Alzheimer's is a fascinating and strange disease. Its effects sometimes include some remarkable changes in the people it affects.

In my case, I have begun, on occasion, to wake up with an entire, fully formed idea, poem or piece of prose in my head that, if written down quickly and verbatim, emerges as a complete and intact piece of work. This phenomenon never occurred to me until recently.

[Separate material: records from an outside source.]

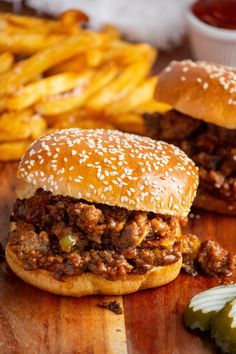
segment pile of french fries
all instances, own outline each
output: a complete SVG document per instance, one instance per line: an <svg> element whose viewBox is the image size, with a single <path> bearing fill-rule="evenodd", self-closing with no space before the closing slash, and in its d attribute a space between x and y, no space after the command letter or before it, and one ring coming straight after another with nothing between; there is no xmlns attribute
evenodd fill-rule
<svg viewBox="0 0 236 354"><path fill-rule="evenodd" d="M87 21L77 10L57 20L0 13L0 160L55 129L144 134L142 114L168 108L153 99L156 50Z"/></svg>

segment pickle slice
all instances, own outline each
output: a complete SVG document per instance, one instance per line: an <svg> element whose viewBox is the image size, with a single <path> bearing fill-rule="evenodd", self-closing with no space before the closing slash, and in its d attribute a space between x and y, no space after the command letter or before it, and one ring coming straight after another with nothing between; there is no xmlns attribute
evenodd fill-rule
<svg viewBox="0 0 236 354"><path fill-rule="evenodd" d="M186 326L202 331L210 329L214 315L235 297L236 284L216 286L194 296L184 314Z"/></svg>
<svg viewBox="0 0 236 354"><path fill-rule="evenodd" d="M212 319L211 335L224 353L236 353L236 299Z"/></svg>

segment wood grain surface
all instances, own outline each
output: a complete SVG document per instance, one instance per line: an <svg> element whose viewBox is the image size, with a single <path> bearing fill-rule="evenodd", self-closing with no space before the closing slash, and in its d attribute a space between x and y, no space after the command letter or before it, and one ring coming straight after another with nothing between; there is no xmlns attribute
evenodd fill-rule
<svg viewBox="0 0 236 354"><path fill-rule="evenodd" d="M14 201L16 163L0 164L0 241L5 244ZM199 218L200 216L200 218ZM188 230L211 237L236 252L236 220L200 213ZM234 279L235 280L235 279ZM222 281L222 280L221 280ZM64 298L35 289L0 264L1 354L208 354L217 349L209 336L190 332L183 311L196 293L219 280L181 274L158 289L114 297L116 315L99 308L108 297Z"/></svg>

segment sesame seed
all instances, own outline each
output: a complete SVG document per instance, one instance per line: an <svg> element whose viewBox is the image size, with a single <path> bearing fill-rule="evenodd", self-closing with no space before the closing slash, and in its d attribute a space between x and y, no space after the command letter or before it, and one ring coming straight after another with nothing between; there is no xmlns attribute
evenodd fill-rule
<svg viewBox="0 0 236 354"><path fill-rule="evenodd" d="M167 66L167 68L165 68L165 72L169 73L171 71L171 67L170 66Z"/></svg>

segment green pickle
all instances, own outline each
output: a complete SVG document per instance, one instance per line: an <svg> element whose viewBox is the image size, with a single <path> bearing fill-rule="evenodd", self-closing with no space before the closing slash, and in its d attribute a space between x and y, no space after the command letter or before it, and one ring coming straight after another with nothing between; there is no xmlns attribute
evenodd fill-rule
<svg viewBox="0 0 236 354"><path fill-rule="evenodd" d="M212 319L211 335L224 353L236 354L236 299Z"/></svg>
<svg viewBox="0 0 236 354"><path fill-rule="evenodd" d="M76 240L71 235L66 235L59 241L60 247L64 252L70 252L71 248L76 244Z"/></svg>
<svg viewBox="0 0 236 354"><path fill-rule="evenodd" d="M209 330L215 314L235 297L236 284L217 286L194 296L184 314L186 326Z"/></svg>

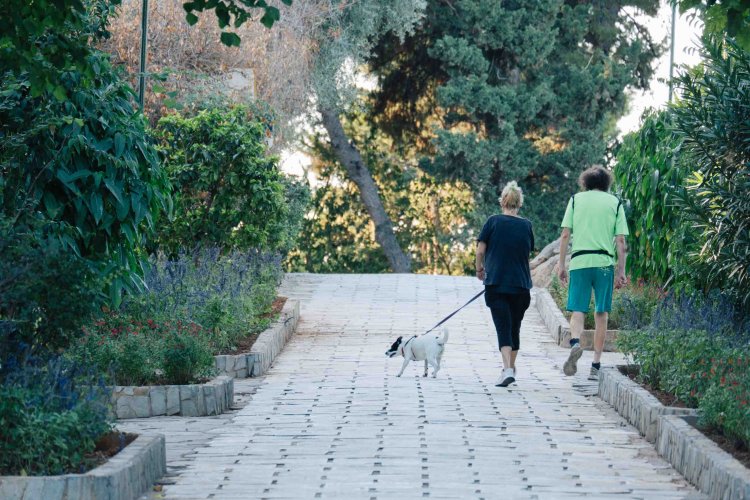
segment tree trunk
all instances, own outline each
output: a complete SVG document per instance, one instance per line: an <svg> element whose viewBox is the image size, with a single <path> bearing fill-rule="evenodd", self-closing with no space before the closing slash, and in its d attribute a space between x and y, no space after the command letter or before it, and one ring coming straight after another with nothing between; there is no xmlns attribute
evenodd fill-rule
<svg viewBox="0 0 750 500"><path fill-rule="evenodd" d="M375 224L375 241L383 249L388 264L395 273L411 272L411 259L405 254L396 240L393 232L393 223L385 213L383 203L380 201L378 186L367 169L362 155L359 154L350 142L341 126L338 113L330 109L319 109L323 116L323 126L331 138L331 147L341 165L346 170L349 180L354 182L359 189L359 196Z"/></svg>

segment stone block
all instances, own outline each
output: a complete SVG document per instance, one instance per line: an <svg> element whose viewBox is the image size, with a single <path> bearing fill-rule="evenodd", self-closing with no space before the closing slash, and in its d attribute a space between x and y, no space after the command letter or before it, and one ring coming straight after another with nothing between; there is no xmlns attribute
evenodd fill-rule
<svg viewBox="0 0 750 500"><path fill-rule="evenodd" d="M196 405L196 390L193 385L181 385L180 388L180 415L183 417L198 417Z"/></svg>
<svg viewBox="0 0 750 500"><path fill-rule="evenodd" d="M151 402L148 393L145 395L131 396L129 399L130 408L133 410L136 418L146 418L151 416Z"/></svg>
<svg viewBox="0 0 750 500"><path fill-rule="evenodd" d="M149 392L151 402L151 416L167 414L167 388L163 385L156 385Z"/></svg>
<svg viewBox="0 0 750 500"><path fill-rule="evenodd" d="M136 417L135 411L133 411L133 408L130 404L130 400L132 397L133 396L125 394L124 391L119 394L115 404L115 414L117 415L117 418Z"/></svg>
<svg viewBox="0 0 750 500"><path fill-rule="evenodd" d="M695 421L660 416L656 450L709 497L750 499L750 470L696 429Z"/></svg>
<svg viewBox="0 0 750 500"><path fill-rule="evenodd" d="M21 500L28 481L23 477L0 476L0 498Z"/></svg>
<svg viewBox="0 0 750 500"><path fill-rule="evenodd" d="M218 415L221 413L216 401L216 386L210 383L204 384L202 392L206 415Z"/></svg>
<svg viewBox="0 0 750 500"><path fill-rule="evenodd" d="M167 409L166 415L177 415L180 413L180 387L177 385L166 386Z"/></svg>
<svg viewBox="0 0 750 500"><path fill-rule="evenodd" d="M651 443L656 440L660 415L696 414L696 410L690 408L664 406L650 392L620 373L618 368L602 368L598 394Z"/></svg>
<svg viewBox="0 0 750 500"><path fill-rule="evenodd" d="M42 495L44 500L63 500L65 494L65 476L47 477L42 481Z"/></svg>

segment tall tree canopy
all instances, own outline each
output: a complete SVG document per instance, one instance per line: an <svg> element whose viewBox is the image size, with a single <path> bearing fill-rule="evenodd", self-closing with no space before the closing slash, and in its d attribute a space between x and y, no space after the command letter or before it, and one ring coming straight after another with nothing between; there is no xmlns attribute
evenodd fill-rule
<svg viewBox="0 0 750 500"><path fill-rule="evenodd" d="M655 0L428 2L405 43L371 58L374 118L421 166L467 182L479 217L518 180L540 243L553 239L578 172L602 162L626 109L646 88L662 47L637 21Z"/></svg>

Anyway, here's a short story that emerged from my subconscious a couple of months ago. I think it's all my own work, but perhaps my sleeping brain dredged it up from a long forgotten memory (please let me know if you've read it before). As far as I'm aware, it's all my own work, and I wrote it down a half an hour after waking and haven't altered it since.

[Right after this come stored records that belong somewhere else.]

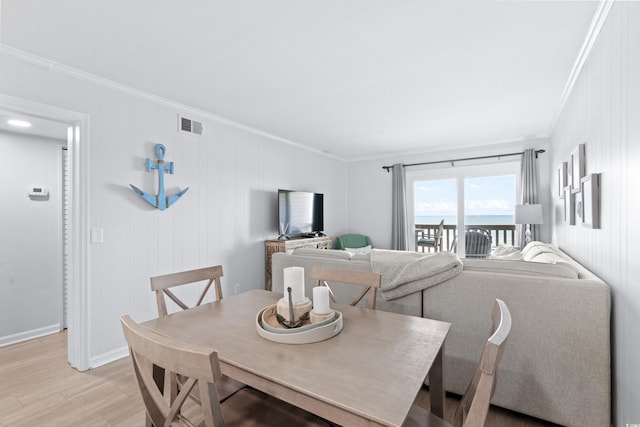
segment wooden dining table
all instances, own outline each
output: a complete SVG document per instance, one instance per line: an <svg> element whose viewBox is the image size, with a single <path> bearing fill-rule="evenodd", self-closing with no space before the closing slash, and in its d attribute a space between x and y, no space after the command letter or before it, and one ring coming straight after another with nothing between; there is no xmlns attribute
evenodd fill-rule
<svg viewBox="0 0 640 427"><path fill-rule="evenodd" d="M429 378L444 413L443 352L450 323L349 305L336 336L282 344L256 331L256 315L282 294L252 290L143 324L211 346L222 373L342 426L400 426Z"/></svg>

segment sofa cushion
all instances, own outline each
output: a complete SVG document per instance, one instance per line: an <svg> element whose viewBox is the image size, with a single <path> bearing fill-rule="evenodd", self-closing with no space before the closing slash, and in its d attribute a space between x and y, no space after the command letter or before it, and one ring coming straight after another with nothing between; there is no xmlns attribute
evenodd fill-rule
<svg viewBox="0 0 640 427"><path fill-rule="evenodd" d="M367 254L353 254L353 256L351 257L352 261L366 261L366 262L370 262L371 261L371 254L367 253Z"/></svg>
<svg viewBox="0 0 640 427"><path fill-rule="evenodd" d="M489 258L519 260L522 259L522 252L517 246L500 245L491 252Z"/></svg>
<svg viewBox="0 0 640 427"><path fill-rule="evenodd" d="M353 252L334 249L298 248L293 250L293 255L309 256L314 258L351 259Z"/></svg>
<svg viewBox="0 0 640 427"><path fill-rule="evenodd" d="M474 258L465 258L462 260L462 263L464 265L464 270L470 271L578 279L577 270L568 263L555 264Z"/></svg>
<svg viewBox="0 0 640 427"><path fill-rule="evenodd" d="M564 268L574 271L578 277L580 276L580 270L581 270L580 267L572 263L571 261L567 260L566 258L562 257L559 254L541 253L531 258L529 262L563 266Z"/></svg>
<svg viewBox="0 0 640 427"><path fill-rule="evenodd" d="M560 249L551 243L533 241L522 249L522 259L531 261L533 257L541 253L560 254Z"/></svg>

The House of Her Childhood By Pete Middleton

Verity brushed away the cobwebs and peered through the window into the lounge. It was the house of her childhood, a house she hadn’t visited for over fifty years.

Nothing had changed. She recognised the floral patterned wallpaper and the landscape painting on the wall behind the table. And there was the rocking chair, still in its old spot next to the fireplace.

She could see through the far doorway into the kitchen. The old cooker sat there with a pot on the stove, and some cooking utensils hung from the rack above. She could see the edge of the stone sink and the white-painted wall behind it looked slightly grubby.

She moved around to the side of the house and looked through the bedroom window. There was the rather grand brass bedstead, just as she remembered it, with it’s fluffy pillows and patchwork quilt.

Along the back wall she saw the small dressing table and mirror, and next to it the washstand complete with enamel bowl. “I bet the chamber pot is still there under the bed” she thought.

Suddenly, she noticed a small figure in a night gown, sprawled on the rug at the foot of the bed. She let out a squeal of alarm and flipped the little metal catch that held the house closed. The side wall of the house hinged open exposing the entire downstairs bedroom, the nursery and the gable end of the attic.

Verity reached inside and gently picked up the delicate little porcelain doll. She hugged her for a brief moment, gave it a kiss then pulled back the tiny quilt, placed the doll in the bed and tenderly tucked it in.

Verity closed up the dolls house and said “Good night Rosie. Sleep tight.”

“What’s that my love?” said the voice of her husband from downstairs.“

“Nothing dear. Nothing,” she replied, “only a ghost.”

Wiping a tear from her eye, she turned off the light, closed the attic door and left her childhood behind her once more.